De fait, nous donnerions cher pour être aussi inventifs que des enfants. Oui, pour être aussi pétillants de vie et de fantaisie qu'eux. Nous prendrions dès lors la vie au travail du bon côté, en se disant qu'il s'agit plus d'un jeu à plusieurs qu'une corvée quotidienne. Nous brillerions alors jour après jour, en partageant avec les autres – et en particulier notre heureux employeur – des idées toujours neuves.
Simple rêve en couleurs? Non, pas forcément. En vérité, il n'en tient qu'à nous, ou presque, de devenir plus créatif. C'était là l'essentiel du message passé par M. El-Ghandouri, cofondateur d'Hub Madrid, une firme dont la mission est d'inspirer, de relier et de soutenir les innovateurs sociaux. Son credo : chacun de nous peut – et doit – exprimer son talent personnel, et par la même occasion, transformer le monde. Rien de moins.
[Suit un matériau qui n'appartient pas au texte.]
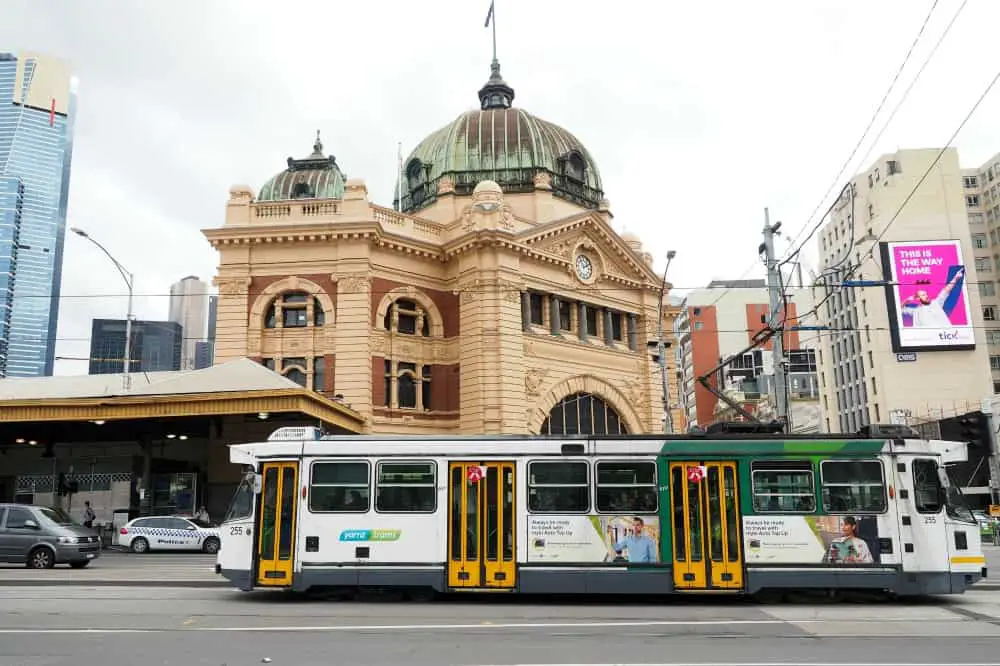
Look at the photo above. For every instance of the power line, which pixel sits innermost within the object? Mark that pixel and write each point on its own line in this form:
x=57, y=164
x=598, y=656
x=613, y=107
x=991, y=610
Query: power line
x=871, y=122
x=870, y=252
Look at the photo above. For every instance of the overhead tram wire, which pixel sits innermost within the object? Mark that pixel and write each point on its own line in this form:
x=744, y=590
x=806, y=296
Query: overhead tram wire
x=870, y=252
x=885, y=126
x=871, y=123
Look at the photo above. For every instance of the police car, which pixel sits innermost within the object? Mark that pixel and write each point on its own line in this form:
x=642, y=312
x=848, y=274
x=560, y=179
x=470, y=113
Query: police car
x=168, y=533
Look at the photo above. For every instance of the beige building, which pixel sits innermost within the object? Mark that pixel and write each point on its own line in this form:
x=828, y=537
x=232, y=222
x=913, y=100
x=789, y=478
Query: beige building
x=189, y=308
x=862, y=377
x=472, y=308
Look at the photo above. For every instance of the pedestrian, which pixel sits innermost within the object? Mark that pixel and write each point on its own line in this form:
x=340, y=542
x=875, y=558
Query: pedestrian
x=88, y=515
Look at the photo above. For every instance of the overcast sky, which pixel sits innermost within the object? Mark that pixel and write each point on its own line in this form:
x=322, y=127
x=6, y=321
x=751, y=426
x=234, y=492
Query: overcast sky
x=699, y=114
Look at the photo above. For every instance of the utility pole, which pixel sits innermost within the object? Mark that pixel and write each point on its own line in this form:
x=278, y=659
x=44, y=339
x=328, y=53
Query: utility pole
x=661, y=350
x=776, y=289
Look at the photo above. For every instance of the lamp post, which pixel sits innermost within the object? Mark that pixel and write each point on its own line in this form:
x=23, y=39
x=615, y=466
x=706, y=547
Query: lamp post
x=129, y=282
x=661, y=349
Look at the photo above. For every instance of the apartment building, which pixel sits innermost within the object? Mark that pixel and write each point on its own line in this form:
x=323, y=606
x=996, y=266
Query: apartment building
x=719, y=322
x=888, y=351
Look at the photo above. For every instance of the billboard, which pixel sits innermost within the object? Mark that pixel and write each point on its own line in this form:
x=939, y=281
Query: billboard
x=928, y=298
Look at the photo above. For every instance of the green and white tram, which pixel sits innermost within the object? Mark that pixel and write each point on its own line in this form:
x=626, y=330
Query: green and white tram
x=592, y=514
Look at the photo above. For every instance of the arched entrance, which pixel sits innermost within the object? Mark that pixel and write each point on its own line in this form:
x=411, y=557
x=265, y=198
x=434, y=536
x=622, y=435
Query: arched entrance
x=583, y=414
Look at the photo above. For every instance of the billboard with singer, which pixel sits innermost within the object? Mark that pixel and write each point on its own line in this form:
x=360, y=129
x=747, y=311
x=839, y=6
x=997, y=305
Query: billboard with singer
x=928, y=298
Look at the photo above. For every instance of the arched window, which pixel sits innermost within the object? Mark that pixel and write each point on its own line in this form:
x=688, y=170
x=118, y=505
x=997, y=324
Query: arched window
x=294, y=309
x=407, y=317
x=407, y=385
x=583, y=414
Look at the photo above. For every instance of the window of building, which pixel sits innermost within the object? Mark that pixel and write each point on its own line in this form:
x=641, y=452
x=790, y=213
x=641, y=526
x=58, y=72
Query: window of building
x=406, y=317
x=406, y=487
x=583, y=414
x=616, y=326
x=294, y=309
x=783, y=486
x=591, y=321
x=853, y=486
x=565, y=315
x=928, y=491
x=558, y=487
x=536, y=304
x=407, y=385
x=342, y=487
x=626, y=487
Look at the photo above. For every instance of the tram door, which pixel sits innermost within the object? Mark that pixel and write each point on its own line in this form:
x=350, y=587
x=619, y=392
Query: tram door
x=481, y=547
x=705, y=523
x=276, y=523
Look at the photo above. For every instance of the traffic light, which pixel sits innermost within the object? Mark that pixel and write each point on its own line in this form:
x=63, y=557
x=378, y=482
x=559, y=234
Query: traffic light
x=971, y=428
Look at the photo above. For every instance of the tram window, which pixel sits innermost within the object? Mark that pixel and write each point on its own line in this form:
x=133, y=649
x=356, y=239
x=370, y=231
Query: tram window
x=340, y=487
x=558, y=487
x=406, y=487
x=783, y=486
x=626, y=487
x=853, y=486
x=928, y=491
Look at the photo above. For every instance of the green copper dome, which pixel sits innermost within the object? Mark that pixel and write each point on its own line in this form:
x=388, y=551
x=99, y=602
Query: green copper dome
x=501, y=143
x=315, y=177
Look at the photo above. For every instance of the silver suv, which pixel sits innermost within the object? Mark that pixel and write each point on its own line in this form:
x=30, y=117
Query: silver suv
x=42, y=537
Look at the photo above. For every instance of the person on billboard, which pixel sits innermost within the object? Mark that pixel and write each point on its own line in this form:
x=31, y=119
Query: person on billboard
x=930, y=313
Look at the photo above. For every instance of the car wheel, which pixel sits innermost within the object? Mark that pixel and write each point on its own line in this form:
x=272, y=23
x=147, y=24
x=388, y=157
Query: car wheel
x=41, y=558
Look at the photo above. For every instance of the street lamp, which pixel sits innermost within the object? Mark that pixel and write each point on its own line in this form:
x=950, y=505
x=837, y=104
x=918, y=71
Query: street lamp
x=129, y=282
x=661, y=350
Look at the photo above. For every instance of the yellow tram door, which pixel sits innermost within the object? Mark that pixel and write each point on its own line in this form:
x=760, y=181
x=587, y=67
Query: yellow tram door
x=705, y=524
x=481, y=525
x=276, y=524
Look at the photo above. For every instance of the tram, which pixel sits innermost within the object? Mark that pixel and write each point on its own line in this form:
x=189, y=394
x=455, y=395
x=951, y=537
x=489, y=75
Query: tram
x=719, y=513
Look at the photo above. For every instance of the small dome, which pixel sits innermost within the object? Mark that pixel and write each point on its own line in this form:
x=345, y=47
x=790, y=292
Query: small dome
x=501, y=143
x=315, y=177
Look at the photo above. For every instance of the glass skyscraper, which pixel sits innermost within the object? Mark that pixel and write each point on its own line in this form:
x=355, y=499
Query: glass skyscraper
x=37, y=106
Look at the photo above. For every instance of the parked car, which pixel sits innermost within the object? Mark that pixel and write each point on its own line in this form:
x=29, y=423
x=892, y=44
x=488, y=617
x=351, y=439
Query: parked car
x=142, y=535
x=42, y=537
Comment s'y prendre? En renouant avec le petit enfant qui est bien caché au fond de nous… «Un mot est à la mode : créativité, a-t-il dit. Créativité, créativité, créativité. Tout le monde a ce mot à la bouche. Au point qu'il semble être devenu creux.»
Pourtant, pas d'innovation sans créativité. Il faut bien partir de ce mot-là. Et donc retrouver son sens véritable. Le plus simple est, par conséquent, d'en revenir à sa définition. «La créativité, c'est le pouvoir de créer, a-t-il expliqué. C'est la capacité de concrétiser une idée et de la partager avec les autres. De cette concrétisation découle l'innovation.»
Maintenant, qu'est-ce au juste qu'une innovation? C'est une action. C'est le fait d'introduire quelque chose de nouveau dans une autre qui est déjà établie. «La différence entre une innovation et une évolution est primordiale, a-t-il souligné. Une évolution correspond à la suite logique de ce qui est en place, alors qu'une innovation apporte du neuf à la suite d'une rupture de la logique.»
Résumons. Quand un enfant joue avec le jouet qui lui est offert, c'est logique, il n'y a là aucune créativité de sa part. En revanche, à l'instant-même où il se met à jouer avec la boîte en carton, il y a rupture de la logique, et donc créativité. Une créativité qui se transforme en innovation, quand l'idée se concrétise sous la forme d'une Formule 1 ou d'un vaisseau spatial.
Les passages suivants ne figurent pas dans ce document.